レイソルが本拠地を構える柏市の中心から国道16号線を10kmほど真っすぐ進むと、右手に見える丘の中腹に、鮮やかなグリーンのグラウンドがある。2023年に全面オープンした人工芝サッカー場『アルジャーノンフィールド柏』だ。
このグラウンドを作り出したのは、今年の全国高校選手権に初出場を果たした日体大柏高校のOBでもある秋谷雅義氏。中学時代に描いていた、『指導者になる』『自前のグラウンドとサッカークラブを持つ』という2つの夢を27歳で実現した。
「自分は選手としては二流以下でしたが、小・中学校時代のコーチがスタメン、リザーブをまったく関係なく選手を平等に叱ったり、接してくれる人でした。その姿を見て自分も指導者になりたいと思いました」
東京国際大学在籍時に都内のクラブで指導者としての第一歩を歩み出した。しかし、前任者が突然辞めてしまったために、いきなり担当学年を持つことになった。早くもやりたいことができるチャンスだったが「教えようとしても何もできない」ことを痛感。指導法を学ぶため、思い切ってドイツへ飛んだ。
半年間を過ごしたドイツでは、自分の意見を遠慮なく、どんどん主張してくる子供たちに圧倒されるが、その厳しい環境の中で多くを学んだ。デュッセルドルフ、ミュンヘンと渡り、そこで得たものを日本の子供たちに還元しようと決意した。

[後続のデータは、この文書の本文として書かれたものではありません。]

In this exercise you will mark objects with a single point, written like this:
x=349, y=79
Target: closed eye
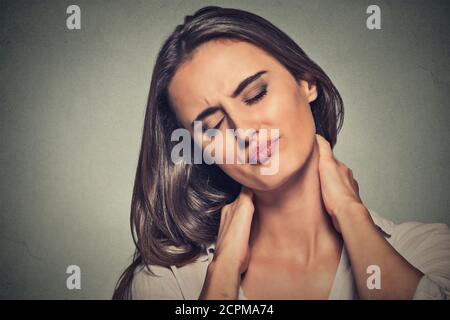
x=258, y=97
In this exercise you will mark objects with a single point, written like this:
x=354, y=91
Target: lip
x=263, y=154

帰国した秋谷氏は東京、茨城のクラブを渡り歩きながら指導を重ねていった。様々な環境を経験し、コロナ禍で借りていたグラウンドが使えなくなるという状況にも直面した。「良い指導をするには良い環境でなければならない」と、自前のグラウンド作りに着手する。祖父の逝去後、空き地になっていた土地にサッカーグラウンドが一面取れる広さの人工芝グラウンドを自前で作り上げた。

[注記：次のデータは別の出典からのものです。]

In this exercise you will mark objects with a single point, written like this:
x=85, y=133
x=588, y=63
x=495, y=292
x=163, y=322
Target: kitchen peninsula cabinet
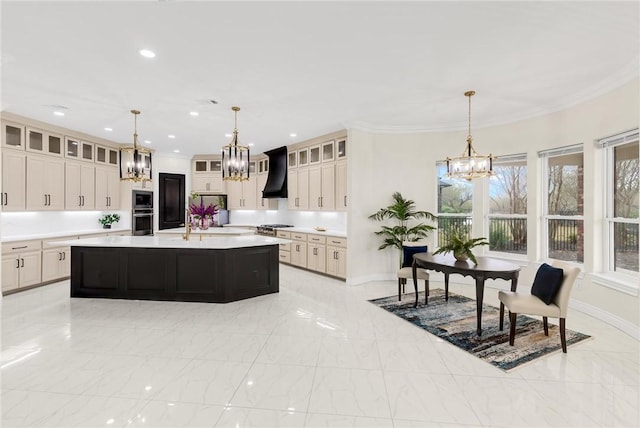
x=79, y=186
x=45, y=183
x=13, y=180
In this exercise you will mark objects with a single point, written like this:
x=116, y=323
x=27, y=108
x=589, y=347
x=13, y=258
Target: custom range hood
x=276, y=186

「お世話になった方から、ヨーロッパの最先端人工芝を輸入しました。最初は業者に施工してもらおうとしたのですが、うまくいかない部分があり、結局は下地からほとんど自分たちで作り上げました」
ピッチには大きなこだわりがある。秋谷氏自身が選手時代、怪我に悩まされたため、膝や腰への負担が大きい硬いグラウンドはどうしても避けたい。プレー面、素材、そしてクッション性など体に優しい人工芝グラウンド作りを目指した。ドイツ時代に、指導だけでなく、グラウンドの作り方も学んでいたことが、大いに役立った。

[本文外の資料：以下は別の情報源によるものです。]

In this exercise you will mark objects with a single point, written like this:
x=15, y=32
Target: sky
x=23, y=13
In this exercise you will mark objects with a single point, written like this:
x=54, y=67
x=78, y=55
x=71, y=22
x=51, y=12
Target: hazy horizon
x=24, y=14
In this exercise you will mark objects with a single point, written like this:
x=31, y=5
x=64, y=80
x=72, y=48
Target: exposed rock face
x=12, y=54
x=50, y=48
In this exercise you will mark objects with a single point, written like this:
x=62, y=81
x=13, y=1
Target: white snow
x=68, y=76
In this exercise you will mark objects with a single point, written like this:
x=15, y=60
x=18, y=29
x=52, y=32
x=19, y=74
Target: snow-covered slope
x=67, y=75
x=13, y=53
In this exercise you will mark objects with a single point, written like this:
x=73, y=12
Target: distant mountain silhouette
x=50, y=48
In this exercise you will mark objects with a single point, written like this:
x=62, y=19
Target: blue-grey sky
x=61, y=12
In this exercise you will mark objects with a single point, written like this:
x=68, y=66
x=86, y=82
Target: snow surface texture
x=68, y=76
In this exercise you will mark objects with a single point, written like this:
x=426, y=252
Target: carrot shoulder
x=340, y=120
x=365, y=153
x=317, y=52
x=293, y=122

秋谷氏の原点にあるのは、地域の子供たちのための場所を作ること。
『子供たちの遊ぶ場所が減っている』
『地域に人工芝サッカーグラウンドのあるクラブやスクールでプレーしたいが、なかなかない』
『チームでプレーしたいが、人数が足りない』
といった悩みを解決することだった。
「どのようなレベルの子もここに来ればサッカーの面白さを知り、その楽しさを学びながら成長することができます。緑の人工芝があるだけで、子供たちの目が輝くのです。僕らもやっていて気持ちいいですしね」
サッカーでは、試合になればスタメン、リザーブが存在する。そのような厳しさもあるが、サッカーのレベルに関係なく、全員を大切にして、ボーダーを取り払って平等に接していきたいという。
「やるからには本気で取り組んで、上手くなってほしいです。指導者として厳しい決断をすることもありますが、凄く真面目な子、少しヤンチャな子、どんな性格・人種・ジェンダーでもボーダーレスに受け入れています。それが私たちのクラブ名『ボーダーレス』にもなっています。僕の尊敬する氷室京介さんのアルバムから取った名前でもあります。アルジャーノンも彼のアルバムからです。世代は違いますが、親の影響で大好きになりました」
過去にはこんなこともあった。秋谷氏が東京のクラブで指導をしていた際、前の所属クラブで差別を受けた外国籍の子がやってきたのだ。移籍後はそのような問題もなく、楽しくプレーできるようになり、「日本に来て良かった」と言ってもらえたという。まさに、サッカーには国境がない、ボーダーレスという考え方の原点となる出来事だった。
「スポーツの素晴らしさをここで味わって、行けるところまでとことん行ってほしい。プロになることができれば、それは当然素晴らしいことです。でも、たとえプロになれなくても、ずっとサッカーを好きでいてほしいですね」
最寄り駅は東武アーバンパークラインの高柳駅だが、3.5kmも離れており徒歩では40分以上かかってしまう。決してアクセスは良くないが、その土地ならではの利点も生かそうとしている。
「アクセスが悪い分、設備にお金を掛けられた部分もあります。クラブハウスの中には、練習の前後にみんながコミュニケーションを取れるスペースを作りました。それにこの地域は空気が澄んでおり、プレー環境は凄く良いです」
Jリーグがオフの時期、自主トレでこのグラウンドを利用したプロの選手たちにも好評だった。
『自然の中で周りが静かなのが凄く良い。高台なので周りからも見えない』
周りに何もない環境が逆に高評価だった。さらに、畑に囲まれた立地を生かして、将来は子供たちが農業体験をできるようなプランも練っているという。
FCボーダーレス柏サッカースクールは今年4月にスタートしたばかりだが、すでに多くの子供たちが集まってボールを蹴り、元気にピッチを走り回っている。
「今、自分は夢の真っただ中にいる。ここに来てくれる子供たち、保護者、スタッフとともに、この夢から覚めないように前に進んでいきたい」と秋谷氏と笑顔を見せた。